Resveratrol is a polyphenol with powerful antioxidant and anti-inflammatory properties. It is naturally found in nuts, berries, and the skin of grapes but only in low concentrations. Studies have been widely publicized for its cardiovascular, anti-carcinogenic, and anti-aging benefits, with research also showing significant benefits in several chronic inflammatory disorders.
Resveratrol activates sirtuins, which can increase insulin sensitivity and protect against oxidative damage. Previous research with resveratrol has demonstrated improvements in dysglycemia and insulin sensitivity; however, there has been some inconsistency in the results.

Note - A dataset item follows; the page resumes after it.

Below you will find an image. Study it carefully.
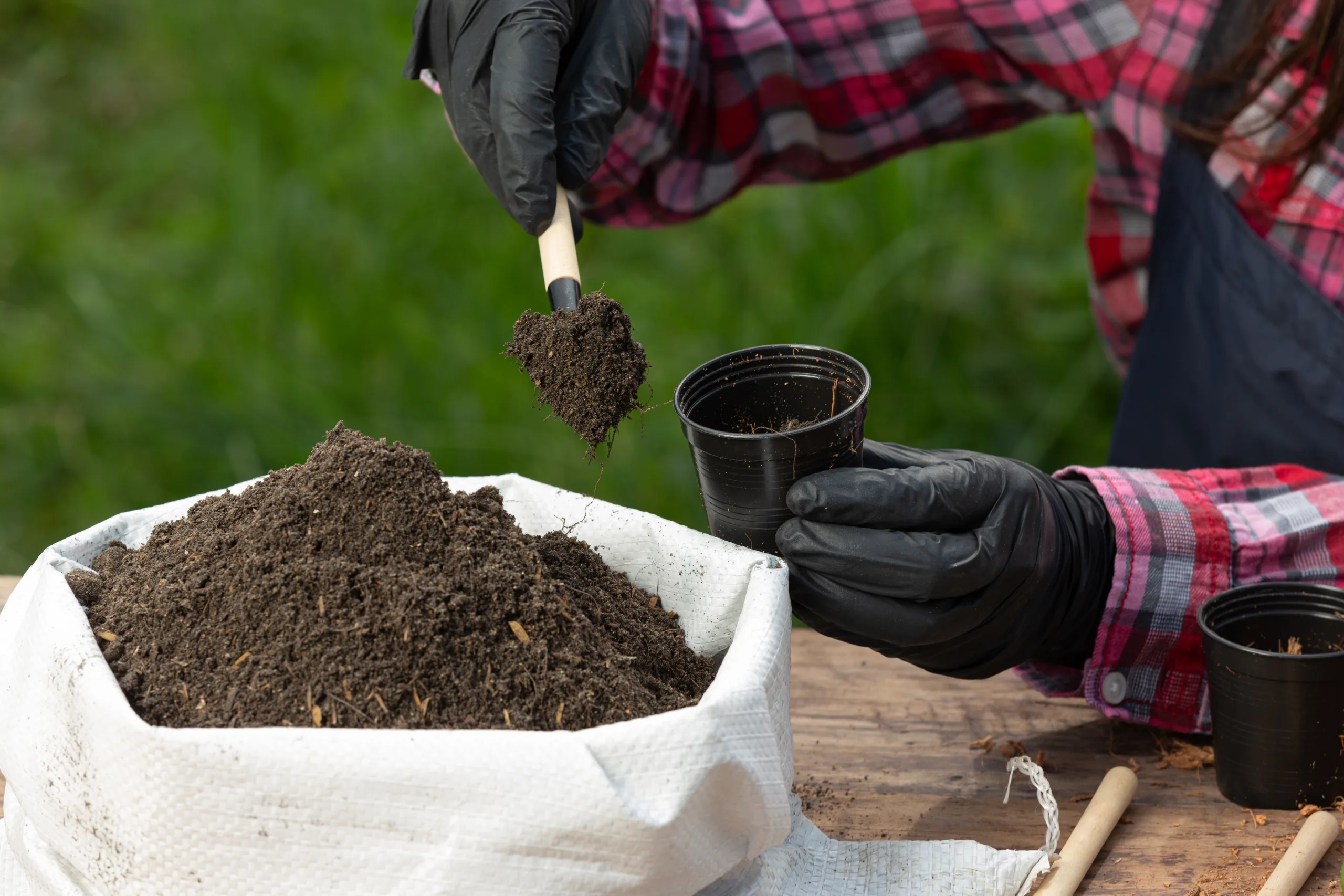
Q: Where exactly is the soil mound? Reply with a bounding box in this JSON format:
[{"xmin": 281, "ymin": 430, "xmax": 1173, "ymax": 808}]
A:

In a new study published Monday in Nutrients, researchers investigated the effects of resveratrol in patients with type 1 diabetes, an autoimmune disorder that is becoming an increasing epidemic. In type 1 diabetes, there is a lack of insulin to regular glucose levels. It is important to note that insulin treatment may not always result in the appropriate targeted glucose levels. In addition, insulin alone may not be sufficient to avoid disease-related complications.
This new study included thirteen patients with type 1 diabetes ranging from 12 to 45 years of age. Each patient received 500 mg of resveratrol twice daily over a two-month period. Clinical and laboratory assessments included body weight, body mass index (BMI), fasting glucose, insulin, hemoglobin A1c, HOMA-IR, HOMA-β, alkaline phosphatase, liver enzymes, creatinine, and albumin. In addition, C-reactive protein (CRP), tumor necrosis factor-α (TNF-α), interleukin 1β, total antioxidant capacity (TAC) and lipid peroxidation levels were assessed. All were taken at baseline, 30 days, and 60 days.
As a result, resveratrol supplementation significantly decreased fasting glucose and hemoglobin A1c levels. In addition, malondialdehyde, an oxidative stress marker, was also decreased. Total antioxidant capacity increased, demonstrating antioxidant protective properties. Insulin, HOMA-IR, HOMA-β, CRP, and liver and kidney functions were not affected.
These results support resveratrol supplementation as a potential strategy for helping to support glucose control, insulin sensitivity and oxidative damage in patients with type 1 diabetes. Additional nutrients that should be considered to address dysglycemia include inositol, tocotrienols, fish oil, probiotics, and resistant starch.
Since type 1 diabetes is an autoimmune disorder, potential environmental triggers should not be overlooked as they can contribute to autoimmunity, such as food sensitivities, toxins, nutrient deficiencies, hormone imbalances, and infections. In addition, stool testing is essential to rule out bacterial infections and dysbiosis as well as assess inflammatory, immune, digestion, and absorption markers. Consider resveratrol, vitamin D, fish oil, curcumin, and probiotics for individuals with autoimmune dysfunction.